The School Board voted 6-3 in April to send the students to Montegut Elementary, about four miles away, starting this fall. Officials cited decreasing enrollment and cost savings by consolidating resources.
About a dozen parents filed suit June 11 in U.S. District Court in New Orleans, asking a judge to keep the school open offering classes in the French language Native American and Cajun families in the small community have spoken for generations.
"The decision to close PAC Elementary School and to deny establishment of the requested French Immersion Program continues a pattern and practice of discrimination against Native American and Cajun children," the lawsuit alleges.
Officials said they have not determined what they will do with the building now that it is closed. About 100 students attended Pointe-aux-Chenes Elementary before the closure. At the time, Montegut Elementary enrolled 143 students.
The School Board had asked U.S. District Judge Carl Barbier to dismiss the suit, but he allowed the case to proceed in an order issued Nov. 2.
Barbier did reject five of six legal violations parents alleged, including claims the board violated state laws in denying parents' request to convert the school to a French Immersion Program.

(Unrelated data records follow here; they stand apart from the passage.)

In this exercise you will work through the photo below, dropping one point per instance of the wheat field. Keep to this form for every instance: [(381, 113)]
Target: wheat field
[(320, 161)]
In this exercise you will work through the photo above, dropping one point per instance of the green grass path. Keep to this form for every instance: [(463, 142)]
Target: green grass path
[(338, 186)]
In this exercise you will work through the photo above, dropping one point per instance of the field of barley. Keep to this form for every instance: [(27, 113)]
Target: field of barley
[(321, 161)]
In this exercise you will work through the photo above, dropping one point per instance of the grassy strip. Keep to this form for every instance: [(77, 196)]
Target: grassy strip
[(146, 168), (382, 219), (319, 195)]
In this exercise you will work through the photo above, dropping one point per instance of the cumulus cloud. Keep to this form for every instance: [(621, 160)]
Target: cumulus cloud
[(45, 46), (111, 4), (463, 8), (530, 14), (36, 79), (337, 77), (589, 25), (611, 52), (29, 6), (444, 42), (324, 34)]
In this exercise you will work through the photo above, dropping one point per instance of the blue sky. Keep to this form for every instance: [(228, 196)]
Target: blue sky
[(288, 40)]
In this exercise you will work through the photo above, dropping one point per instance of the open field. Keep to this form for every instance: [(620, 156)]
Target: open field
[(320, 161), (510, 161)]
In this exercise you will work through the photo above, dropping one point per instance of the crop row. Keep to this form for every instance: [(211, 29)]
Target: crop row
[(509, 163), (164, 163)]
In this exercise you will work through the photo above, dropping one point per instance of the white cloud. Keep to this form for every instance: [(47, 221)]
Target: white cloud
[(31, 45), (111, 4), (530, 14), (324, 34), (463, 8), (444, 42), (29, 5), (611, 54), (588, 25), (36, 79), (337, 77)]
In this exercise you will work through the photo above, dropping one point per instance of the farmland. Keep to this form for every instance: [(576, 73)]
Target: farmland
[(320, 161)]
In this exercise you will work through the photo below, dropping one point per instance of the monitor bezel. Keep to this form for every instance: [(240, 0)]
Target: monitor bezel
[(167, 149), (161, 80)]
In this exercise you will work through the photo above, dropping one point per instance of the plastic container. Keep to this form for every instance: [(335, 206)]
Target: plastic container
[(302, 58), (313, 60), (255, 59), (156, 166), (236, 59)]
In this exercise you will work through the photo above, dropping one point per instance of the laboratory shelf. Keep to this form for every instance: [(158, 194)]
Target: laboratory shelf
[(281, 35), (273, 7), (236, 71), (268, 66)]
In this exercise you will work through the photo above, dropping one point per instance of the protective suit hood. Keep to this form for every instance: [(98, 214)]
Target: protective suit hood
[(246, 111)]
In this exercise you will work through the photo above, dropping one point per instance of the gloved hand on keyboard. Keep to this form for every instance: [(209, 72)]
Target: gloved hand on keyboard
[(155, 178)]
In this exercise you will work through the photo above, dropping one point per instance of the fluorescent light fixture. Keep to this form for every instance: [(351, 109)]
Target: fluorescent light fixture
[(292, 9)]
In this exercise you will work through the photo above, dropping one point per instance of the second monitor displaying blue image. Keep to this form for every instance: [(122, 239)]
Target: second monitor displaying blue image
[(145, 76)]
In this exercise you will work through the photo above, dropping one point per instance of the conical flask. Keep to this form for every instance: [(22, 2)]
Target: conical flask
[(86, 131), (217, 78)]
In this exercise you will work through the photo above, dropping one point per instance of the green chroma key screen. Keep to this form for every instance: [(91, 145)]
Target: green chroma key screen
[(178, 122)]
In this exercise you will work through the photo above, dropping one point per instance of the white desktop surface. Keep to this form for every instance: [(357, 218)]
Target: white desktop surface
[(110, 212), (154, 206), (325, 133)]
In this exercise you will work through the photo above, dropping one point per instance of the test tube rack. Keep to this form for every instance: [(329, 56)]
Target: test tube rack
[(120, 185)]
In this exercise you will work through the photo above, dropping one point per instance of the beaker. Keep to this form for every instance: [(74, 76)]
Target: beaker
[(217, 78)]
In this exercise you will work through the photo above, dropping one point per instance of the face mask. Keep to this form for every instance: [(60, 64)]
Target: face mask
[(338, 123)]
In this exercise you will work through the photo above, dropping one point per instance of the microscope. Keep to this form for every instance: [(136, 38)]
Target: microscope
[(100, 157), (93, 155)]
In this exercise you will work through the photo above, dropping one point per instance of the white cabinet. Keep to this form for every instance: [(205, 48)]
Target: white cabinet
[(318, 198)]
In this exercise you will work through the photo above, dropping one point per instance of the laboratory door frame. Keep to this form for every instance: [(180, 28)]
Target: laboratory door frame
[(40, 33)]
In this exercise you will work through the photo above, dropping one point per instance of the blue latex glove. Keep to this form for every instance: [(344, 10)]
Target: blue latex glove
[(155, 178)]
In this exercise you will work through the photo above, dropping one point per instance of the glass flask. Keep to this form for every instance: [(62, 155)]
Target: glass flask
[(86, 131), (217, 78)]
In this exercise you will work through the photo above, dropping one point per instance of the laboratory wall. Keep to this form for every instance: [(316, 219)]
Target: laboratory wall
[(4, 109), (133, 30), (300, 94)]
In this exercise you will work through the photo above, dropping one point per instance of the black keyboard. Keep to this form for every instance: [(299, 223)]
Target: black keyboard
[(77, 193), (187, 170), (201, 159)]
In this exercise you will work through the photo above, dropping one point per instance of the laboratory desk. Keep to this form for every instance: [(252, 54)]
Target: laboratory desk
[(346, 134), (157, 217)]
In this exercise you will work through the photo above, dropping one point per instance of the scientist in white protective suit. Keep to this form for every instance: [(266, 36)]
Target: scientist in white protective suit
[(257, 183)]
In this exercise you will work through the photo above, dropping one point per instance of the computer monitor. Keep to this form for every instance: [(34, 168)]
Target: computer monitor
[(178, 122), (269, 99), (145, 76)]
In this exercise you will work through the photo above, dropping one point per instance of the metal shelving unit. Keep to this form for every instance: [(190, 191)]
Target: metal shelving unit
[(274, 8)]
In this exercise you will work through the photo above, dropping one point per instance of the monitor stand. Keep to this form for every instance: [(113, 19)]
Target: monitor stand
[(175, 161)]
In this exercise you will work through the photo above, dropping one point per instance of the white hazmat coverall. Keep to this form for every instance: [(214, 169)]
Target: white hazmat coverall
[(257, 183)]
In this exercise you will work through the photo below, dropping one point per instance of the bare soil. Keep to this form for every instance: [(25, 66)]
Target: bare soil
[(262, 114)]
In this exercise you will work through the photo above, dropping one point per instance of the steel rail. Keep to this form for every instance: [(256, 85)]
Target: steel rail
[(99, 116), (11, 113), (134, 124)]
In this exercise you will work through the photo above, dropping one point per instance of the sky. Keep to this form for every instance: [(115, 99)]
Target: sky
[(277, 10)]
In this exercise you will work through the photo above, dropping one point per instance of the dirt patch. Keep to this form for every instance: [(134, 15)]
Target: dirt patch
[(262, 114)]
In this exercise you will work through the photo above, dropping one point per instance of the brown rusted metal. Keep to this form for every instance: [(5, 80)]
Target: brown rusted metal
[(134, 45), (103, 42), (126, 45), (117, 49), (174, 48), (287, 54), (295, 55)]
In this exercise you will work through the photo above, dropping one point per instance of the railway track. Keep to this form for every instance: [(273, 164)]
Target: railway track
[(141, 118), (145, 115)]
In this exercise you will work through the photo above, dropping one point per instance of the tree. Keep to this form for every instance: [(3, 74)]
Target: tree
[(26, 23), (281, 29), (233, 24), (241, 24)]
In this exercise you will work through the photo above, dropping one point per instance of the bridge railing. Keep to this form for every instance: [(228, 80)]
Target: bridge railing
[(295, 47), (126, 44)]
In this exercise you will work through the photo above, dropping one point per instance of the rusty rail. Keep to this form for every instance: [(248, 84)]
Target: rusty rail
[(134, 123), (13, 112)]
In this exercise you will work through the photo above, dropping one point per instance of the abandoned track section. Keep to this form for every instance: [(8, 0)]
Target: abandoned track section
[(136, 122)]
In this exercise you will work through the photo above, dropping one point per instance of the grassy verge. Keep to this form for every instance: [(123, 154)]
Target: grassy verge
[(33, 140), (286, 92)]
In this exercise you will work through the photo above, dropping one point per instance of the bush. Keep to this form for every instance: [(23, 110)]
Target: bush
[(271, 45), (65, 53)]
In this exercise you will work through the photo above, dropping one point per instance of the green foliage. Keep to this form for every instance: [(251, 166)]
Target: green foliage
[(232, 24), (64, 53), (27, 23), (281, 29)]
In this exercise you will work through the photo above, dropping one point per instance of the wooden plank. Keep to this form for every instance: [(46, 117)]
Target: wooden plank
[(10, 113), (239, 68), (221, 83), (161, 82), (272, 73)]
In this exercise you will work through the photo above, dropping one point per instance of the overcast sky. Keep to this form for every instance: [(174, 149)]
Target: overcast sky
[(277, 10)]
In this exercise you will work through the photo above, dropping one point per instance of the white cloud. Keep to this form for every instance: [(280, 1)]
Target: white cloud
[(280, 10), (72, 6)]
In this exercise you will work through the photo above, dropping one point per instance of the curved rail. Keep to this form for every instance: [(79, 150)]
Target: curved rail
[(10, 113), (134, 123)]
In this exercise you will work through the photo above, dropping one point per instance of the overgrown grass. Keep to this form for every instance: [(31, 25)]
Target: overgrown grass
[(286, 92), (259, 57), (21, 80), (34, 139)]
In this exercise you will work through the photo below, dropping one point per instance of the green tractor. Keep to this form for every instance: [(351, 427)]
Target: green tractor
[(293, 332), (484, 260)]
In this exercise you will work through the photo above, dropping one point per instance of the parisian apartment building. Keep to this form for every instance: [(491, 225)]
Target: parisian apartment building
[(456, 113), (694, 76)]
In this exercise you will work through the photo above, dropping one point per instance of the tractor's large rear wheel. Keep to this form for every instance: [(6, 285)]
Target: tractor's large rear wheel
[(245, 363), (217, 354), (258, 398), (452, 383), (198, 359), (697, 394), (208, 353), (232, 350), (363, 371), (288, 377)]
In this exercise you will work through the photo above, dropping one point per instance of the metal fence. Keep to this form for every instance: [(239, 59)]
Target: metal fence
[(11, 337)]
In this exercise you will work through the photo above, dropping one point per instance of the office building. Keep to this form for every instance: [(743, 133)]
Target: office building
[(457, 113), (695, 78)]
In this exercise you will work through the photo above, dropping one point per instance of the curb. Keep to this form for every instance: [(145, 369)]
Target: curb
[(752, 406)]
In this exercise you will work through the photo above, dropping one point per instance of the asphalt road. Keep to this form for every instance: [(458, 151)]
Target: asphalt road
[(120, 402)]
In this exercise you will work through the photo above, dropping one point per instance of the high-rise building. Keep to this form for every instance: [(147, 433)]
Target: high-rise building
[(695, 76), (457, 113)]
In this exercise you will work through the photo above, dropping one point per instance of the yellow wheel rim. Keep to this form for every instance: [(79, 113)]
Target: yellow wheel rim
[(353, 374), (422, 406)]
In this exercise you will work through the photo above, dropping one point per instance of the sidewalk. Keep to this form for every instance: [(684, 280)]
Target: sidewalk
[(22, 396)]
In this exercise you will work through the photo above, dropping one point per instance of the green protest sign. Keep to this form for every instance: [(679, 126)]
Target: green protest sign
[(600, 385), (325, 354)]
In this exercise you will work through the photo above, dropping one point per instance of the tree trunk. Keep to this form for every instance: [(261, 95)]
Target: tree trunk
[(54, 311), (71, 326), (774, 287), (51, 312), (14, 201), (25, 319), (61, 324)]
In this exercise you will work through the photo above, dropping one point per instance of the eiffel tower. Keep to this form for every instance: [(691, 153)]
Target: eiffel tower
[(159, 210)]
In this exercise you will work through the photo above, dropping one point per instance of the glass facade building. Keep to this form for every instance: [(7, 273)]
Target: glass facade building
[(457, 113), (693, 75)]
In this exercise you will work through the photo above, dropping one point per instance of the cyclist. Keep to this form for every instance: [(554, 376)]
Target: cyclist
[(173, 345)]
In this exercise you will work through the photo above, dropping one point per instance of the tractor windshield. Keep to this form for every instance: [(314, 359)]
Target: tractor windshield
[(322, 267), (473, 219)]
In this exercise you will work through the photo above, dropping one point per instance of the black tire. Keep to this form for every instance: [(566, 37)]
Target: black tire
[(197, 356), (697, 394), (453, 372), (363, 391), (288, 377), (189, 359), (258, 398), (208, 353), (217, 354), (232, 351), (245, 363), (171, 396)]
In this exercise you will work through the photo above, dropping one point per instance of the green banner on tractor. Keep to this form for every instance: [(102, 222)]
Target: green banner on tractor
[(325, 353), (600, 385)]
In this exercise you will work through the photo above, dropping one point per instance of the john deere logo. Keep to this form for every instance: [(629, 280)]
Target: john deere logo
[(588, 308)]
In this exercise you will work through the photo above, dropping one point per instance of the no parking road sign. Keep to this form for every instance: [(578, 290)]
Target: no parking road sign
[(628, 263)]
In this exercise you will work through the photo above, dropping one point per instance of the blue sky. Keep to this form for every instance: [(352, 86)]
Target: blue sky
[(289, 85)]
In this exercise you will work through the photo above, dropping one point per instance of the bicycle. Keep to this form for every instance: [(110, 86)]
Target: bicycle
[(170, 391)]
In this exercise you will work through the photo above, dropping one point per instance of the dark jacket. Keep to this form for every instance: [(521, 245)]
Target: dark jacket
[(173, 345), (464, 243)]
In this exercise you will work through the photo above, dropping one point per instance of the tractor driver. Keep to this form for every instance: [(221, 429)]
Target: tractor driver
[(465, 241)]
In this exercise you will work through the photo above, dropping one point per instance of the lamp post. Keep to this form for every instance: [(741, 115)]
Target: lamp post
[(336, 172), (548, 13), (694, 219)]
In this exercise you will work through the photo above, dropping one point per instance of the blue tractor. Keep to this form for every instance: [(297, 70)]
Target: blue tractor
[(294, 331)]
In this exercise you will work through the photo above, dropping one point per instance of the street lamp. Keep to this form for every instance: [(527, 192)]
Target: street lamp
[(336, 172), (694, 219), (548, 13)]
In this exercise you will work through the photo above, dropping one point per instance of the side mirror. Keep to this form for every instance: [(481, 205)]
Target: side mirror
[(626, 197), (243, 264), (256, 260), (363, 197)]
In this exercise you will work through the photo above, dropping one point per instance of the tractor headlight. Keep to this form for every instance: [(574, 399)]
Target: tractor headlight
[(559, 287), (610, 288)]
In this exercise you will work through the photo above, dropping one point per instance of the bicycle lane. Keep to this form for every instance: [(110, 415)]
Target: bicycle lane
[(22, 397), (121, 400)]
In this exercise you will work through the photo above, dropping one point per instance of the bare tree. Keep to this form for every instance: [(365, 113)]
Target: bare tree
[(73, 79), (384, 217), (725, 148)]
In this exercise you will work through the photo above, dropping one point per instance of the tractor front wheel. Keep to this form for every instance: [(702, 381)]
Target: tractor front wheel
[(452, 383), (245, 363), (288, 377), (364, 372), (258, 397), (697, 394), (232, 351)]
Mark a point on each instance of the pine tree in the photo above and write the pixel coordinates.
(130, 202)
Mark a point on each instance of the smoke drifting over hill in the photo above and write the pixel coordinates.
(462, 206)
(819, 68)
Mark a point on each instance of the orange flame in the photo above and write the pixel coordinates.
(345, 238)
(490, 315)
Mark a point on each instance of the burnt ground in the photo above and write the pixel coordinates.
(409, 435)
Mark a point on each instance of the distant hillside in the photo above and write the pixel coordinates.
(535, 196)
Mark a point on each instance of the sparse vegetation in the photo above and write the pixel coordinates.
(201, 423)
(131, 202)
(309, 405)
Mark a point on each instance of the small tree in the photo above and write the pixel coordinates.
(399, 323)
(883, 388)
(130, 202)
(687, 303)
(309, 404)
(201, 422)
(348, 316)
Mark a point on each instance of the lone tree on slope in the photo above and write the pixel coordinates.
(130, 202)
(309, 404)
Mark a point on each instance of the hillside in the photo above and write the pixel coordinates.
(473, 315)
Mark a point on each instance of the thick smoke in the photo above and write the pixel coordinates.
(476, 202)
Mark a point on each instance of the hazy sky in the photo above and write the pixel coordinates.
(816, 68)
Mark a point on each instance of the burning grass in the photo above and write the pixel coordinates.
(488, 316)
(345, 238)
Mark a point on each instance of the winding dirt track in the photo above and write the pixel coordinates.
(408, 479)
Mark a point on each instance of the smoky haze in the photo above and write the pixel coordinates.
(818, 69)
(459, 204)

But the judge allowed the case to proceed after finding parents had made "plausible" claims that the board violated Title VI of the federal Civil Rights Act of 1964. The law prohibits discrimination on the basis of race, color or national origin in any program or activity that receives federal money.
Barbier notes that the lawsuit alleges the board voted to close the school despite:
Testimony about its importance to Native American children.
A letter from experts supporting the need for a school that is culturally reflective in Pointe-aux-Chenes.
A pledge from state officials to provide $1 million to keep the school open.
The judge also noted that, according to the plaintiffs, Pointe-aux-Chenes Elementary qualified for federal money for Indian Education and other programs.
"No report, analysis or evaluation, plaintiffs assert, was provided as to why the School Board proposed to close the school, and no School Board member articulated any reason why the school should be closed when casting their votes," Barbier said in his decision to let the case proceed.
Barbier noted that the School Board "seemed to ignore community input," and the judge found the plaintiffs' claims of discrimination "plausible."
Also named as defendants are schools Superintendent Philip Martin and School Board President Gregory Harding. They are represented by Stanwood Duval of Duval, Funderburk, Sundbery, Richard & Watkins of Houma.
The plaintiffs are represented by Louis Koerner of the Koerner Law Firm of New Orleans.